Closed lix19937 closed 1 year ago
Some status of TensorRT runtime needs to be initialized during the first enqueue, so we should do one more inference before the CUDA graph capture.
@wili-65535 Thanks, Can it be understood as: warm up and let TRT Context do some initialization ?
Another quertion:
BTW, I learn your cuda graph sample, I think graph records the program operation process flow and all in/out parameter's addresses. If I change any parameter's address, the graph will capture failed
. Some code snippet as follow:
const T* hA[]{
attention_weights->query_weight.kernel, /// pointer
attention_weights->key_weight.kernel, /// pointer
attention_weights->value_weight.kernel, /// pointer
nullptr,
from_tensor, /// pointer, is defined in init phase
from_tensor, /// pointer, is defined in init phase
from_tensor, /// pointer, is defined in init phase
nullptr,
q_buf_, /// pointer, is defined in init phase
k_buf_, /// pointer, is defined in init phase
v_buf_, /// pointer, is defined in init phase
nullptr};
// Note: Here, we assume the weights of each time may be different.

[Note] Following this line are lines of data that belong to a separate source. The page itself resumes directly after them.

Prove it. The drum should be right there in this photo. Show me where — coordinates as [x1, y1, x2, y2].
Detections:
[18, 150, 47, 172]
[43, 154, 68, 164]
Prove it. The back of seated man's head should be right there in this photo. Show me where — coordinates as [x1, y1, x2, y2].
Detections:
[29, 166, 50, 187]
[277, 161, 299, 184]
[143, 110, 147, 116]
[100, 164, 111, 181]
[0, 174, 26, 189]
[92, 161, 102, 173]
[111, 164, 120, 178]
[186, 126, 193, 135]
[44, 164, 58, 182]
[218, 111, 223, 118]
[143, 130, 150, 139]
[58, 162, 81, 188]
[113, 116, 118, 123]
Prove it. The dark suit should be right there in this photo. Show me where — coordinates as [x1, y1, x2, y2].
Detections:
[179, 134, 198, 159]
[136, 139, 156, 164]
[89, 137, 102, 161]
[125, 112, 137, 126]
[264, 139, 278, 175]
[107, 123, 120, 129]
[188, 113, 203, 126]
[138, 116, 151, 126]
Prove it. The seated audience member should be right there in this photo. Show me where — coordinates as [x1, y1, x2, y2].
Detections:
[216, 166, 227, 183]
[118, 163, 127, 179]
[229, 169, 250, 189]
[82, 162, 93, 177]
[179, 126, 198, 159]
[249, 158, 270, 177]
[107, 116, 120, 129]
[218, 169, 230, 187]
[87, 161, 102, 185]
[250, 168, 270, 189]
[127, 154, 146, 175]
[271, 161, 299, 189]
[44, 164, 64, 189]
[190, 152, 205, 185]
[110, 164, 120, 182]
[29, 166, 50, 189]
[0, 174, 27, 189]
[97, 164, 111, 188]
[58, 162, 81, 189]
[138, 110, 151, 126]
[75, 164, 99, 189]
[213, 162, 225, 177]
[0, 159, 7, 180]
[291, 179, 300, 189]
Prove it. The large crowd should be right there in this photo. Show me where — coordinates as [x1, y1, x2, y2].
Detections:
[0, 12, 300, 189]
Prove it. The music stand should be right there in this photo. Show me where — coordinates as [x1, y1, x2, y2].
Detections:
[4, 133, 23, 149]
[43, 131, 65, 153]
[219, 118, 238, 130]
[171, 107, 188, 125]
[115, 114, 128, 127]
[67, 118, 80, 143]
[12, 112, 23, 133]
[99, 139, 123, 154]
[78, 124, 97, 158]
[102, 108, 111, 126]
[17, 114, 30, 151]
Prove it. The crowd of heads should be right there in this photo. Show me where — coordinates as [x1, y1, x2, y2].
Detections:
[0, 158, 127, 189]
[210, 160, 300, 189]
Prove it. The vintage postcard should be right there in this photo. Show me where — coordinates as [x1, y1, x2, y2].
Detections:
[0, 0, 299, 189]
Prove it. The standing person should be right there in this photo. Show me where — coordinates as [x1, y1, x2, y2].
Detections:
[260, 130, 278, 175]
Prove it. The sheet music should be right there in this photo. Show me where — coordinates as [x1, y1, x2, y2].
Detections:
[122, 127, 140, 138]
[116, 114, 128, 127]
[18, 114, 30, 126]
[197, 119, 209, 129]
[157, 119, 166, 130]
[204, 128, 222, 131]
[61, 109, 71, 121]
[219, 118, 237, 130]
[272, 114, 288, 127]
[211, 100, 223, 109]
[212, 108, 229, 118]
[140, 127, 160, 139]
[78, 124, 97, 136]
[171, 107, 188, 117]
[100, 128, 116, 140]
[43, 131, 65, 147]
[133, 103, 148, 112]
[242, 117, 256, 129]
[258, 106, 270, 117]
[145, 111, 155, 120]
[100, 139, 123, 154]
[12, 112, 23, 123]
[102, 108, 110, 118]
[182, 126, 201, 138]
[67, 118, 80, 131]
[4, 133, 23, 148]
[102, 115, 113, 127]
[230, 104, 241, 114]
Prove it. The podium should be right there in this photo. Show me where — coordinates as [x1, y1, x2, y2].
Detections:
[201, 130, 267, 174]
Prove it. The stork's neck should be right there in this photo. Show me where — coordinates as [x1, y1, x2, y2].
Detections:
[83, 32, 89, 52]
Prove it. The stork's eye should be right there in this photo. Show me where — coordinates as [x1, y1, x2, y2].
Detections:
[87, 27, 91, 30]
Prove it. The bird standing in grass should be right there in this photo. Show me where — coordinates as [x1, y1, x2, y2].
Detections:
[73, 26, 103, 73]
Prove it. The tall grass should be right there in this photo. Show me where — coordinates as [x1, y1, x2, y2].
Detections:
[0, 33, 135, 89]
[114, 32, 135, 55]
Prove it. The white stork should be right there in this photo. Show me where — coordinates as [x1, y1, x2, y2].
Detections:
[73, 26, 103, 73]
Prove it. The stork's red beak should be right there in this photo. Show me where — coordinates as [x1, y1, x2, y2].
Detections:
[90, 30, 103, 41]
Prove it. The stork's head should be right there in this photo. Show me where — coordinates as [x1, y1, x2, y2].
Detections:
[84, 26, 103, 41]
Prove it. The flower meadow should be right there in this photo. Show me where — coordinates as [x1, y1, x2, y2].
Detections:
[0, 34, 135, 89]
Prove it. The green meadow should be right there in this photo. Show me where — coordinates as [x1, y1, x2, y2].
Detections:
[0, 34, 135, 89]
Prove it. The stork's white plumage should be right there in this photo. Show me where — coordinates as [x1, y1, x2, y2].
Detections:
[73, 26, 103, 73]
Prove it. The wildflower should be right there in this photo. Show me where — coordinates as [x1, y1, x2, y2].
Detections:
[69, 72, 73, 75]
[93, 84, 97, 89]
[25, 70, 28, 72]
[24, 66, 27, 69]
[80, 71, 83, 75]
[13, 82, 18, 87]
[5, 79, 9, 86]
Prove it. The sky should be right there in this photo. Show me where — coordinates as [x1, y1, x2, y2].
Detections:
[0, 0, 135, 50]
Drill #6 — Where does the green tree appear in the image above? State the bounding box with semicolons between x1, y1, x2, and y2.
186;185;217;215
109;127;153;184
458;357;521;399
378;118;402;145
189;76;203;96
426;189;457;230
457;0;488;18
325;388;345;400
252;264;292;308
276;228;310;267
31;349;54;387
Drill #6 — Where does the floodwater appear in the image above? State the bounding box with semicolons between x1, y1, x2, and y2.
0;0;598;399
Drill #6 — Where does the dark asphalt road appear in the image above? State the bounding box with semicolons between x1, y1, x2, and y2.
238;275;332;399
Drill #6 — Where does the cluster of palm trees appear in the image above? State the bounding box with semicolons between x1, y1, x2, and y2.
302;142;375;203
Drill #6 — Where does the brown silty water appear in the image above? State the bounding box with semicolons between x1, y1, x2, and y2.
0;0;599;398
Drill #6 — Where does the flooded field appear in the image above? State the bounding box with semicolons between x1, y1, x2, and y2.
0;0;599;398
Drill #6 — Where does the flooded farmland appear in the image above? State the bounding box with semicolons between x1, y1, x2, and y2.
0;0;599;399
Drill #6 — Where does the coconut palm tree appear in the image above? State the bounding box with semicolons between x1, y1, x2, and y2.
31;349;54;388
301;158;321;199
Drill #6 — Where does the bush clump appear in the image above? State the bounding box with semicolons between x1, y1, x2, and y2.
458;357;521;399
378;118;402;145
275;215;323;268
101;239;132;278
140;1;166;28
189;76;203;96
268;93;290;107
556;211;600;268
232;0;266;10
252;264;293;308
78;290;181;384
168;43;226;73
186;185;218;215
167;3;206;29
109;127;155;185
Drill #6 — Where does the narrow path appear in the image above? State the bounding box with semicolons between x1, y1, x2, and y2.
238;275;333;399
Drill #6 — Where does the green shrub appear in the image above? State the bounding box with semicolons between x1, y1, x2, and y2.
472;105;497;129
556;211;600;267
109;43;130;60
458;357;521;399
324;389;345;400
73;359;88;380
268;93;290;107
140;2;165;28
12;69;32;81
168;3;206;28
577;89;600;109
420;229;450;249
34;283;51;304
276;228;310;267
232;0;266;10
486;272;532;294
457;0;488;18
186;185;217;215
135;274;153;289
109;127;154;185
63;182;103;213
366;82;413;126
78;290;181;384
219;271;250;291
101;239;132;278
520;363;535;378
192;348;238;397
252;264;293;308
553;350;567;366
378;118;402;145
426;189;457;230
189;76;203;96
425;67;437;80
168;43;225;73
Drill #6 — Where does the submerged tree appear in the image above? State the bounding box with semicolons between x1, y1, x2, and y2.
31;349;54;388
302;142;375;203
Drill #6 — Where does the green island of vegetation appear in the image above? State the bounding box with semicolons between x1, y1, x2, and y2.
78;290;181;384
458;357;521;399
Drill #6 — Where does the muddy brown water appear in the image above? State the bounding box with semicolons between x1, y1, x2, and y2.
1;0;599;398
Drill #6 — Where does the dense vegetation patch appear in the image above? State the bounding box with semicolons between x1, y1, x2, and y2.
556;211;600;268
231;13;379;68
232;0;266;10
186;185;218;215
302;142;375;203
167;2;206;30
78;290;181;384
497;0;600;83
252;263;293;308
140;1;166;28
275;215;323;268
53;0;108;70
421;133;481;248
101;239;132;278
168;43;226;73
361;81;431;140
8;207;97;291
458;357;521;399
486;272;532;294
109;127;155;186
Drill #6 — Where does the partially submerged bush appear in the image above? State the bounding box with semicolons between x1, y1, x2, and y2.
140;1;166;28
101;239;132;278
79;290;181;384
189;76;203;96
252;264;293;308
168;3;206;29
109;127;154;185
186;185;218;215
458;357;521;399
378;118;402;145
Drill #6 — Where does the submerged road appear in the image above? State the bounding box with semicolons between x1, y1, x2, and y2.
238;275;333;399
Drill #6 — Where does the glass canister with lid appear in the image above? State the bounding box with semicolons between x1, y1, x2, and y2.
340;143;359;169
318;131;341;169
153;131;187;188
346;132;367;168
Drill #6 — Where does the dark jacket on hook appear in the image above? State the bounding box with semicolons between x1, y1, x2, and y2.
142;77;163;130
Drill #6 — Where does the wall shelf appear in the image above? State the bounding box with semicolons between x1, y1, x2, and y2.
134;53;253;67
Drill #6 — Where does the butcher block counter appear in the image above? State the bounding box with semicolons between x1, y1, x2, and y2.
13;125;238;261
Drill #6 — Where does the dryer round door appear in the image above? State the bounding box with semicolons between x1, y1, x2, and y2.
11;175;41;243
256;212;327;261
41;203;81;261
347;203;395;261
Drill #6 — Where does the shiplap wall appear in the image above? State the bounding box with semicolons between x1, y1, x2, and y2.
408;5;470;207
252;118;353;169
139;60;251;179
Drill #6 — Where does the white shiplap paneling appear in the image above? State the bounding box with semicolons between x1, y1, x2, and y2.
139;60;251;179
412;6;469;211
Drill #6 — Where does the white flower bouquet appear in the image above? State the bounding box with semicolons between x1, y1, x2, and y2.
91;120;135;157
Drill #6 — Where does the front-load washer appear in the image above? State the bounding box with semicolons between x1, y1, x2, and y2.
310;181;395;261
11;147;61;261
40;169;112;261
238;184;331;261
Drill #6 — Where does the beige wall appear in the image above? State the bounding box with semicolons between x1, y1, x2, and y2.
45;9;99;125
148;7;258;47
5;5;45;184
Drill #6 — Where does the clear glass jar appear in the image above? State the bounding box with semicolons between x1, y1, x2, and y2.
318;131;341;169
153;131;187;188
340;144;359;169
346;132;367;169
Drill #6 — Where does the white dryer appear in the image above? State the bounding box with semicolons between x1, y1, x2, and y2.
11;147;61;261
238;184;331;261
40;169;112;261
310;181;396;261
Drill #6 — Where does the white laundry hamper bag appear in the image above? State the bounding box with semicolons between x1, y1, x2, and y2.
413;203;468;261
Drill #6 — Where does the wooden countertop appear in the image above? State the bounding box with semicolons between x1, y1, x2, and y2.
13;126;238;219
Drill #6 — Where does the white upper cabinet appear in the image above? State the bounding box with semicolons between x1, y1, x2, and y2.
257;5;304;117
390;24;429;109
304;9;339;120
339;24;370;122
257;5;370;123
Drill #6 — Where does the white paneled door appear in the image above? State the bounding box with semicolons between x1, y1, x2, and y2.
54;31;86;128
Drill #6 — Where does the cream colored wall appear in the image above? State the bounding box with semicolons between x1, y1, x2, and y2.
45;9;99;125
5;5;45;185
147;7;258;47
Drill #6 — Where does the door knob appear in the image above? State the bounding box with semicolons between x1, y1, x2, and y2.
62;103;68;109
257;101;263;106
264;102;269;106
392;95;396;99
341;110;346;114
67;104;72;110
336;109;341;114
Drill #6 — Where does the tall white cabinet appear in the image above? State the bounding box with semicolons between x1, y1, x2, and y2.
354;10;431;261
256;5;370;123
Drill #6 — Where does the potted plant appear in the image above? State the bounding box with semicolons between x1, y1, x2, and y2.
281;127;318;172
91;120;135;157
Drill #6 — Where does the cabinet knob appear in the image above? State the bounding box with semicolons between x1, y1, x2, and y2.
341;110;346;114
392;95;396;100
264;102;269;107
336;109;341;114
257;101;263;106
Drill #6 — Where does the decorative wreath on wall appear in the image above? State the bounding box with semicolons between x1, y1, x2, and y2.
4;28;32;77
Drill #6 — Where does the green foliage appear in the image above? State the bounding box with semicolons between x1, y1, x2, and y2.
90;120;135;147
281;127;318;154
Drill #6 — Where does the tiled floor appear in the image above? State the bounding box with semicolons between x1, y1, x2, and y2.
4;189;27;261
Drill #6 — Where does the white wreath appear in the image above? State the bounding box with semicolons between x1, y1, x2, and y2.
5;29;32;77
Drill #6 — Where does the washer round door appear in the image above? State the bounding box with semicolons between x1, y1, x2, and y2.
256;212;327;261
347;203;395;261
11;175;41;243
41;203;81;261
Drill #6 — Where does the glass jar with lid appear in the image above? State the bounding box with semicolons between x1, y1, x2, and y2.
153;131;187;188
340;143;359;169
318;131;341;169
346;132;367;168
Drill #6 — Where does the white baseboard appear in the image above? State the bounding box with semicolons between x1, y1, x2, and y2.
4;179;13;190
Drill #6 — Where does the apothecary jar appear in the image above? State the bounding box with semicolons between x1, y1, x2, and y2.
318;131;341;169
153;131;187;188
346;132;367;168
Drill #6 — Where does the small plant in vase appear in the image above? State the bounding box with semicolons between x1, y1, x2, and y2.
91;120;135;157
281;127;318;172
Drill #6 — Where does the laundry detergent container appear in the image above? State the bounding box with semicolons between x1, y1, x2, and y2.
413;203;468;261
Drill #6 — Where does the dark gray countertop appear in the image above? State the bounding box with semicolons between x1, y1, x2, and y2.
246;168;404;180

// If we can preprocess these weights before inference, we can reduce the overhead
// caused by cudaMemcpyAsync
cudaMemcpyAsync((void*)batch_qkv_kernel_ptr_, hA, sizeof(T*) * 12, cudaMemcpyHostToDevice, stream);
cublas_wrapper_->batchedGemm(
CUBLAS_OP_N,
CUBLAS_OP_N,
n,
m,
k,
(const void* const*)batch_qkv_kernel_ptr_,
n,
(const void* const*)batch_qkv_input_ptr_,
k,
(void* const*)batch_qkv_buf_ptr_,
n,
3,
stream);
follow kernels are changed each time, both itself and the content it point to.
attention_weights->query_weight.kernel, attention_weights->key_weight.kernel, attention_weights->value_weight.kernel,
It seems not support cudagraph ?
Can it be understood as: warm up and let TRT Context do some initialization ? -- Yes. graph records the program operation process flow and all in/out parameter's addresses. If I change any parameter's address, the graph will capture failed. -- Yes, referring to https://docs.nvidia.com/cuda/cuda-c-programming-guide/index.html#individual-node-update, CUDA provides some APIs to update the graph when the parameters or address changes. So, once you change some of them, you need to re-capture or update carefully.
@wili-65535 Thanks for your reply.
@wili-65535
Why do we need to run inference once before capturing the CUDA Graph ?
https://github.com/NVIDIA/trt-samples-for-hackathon-cn/blob/master/cookbook/09-Advance/CudaGraph/CudaGraph.cpp#L167
Is it just to verify whether the inference is working properly ? Thanks.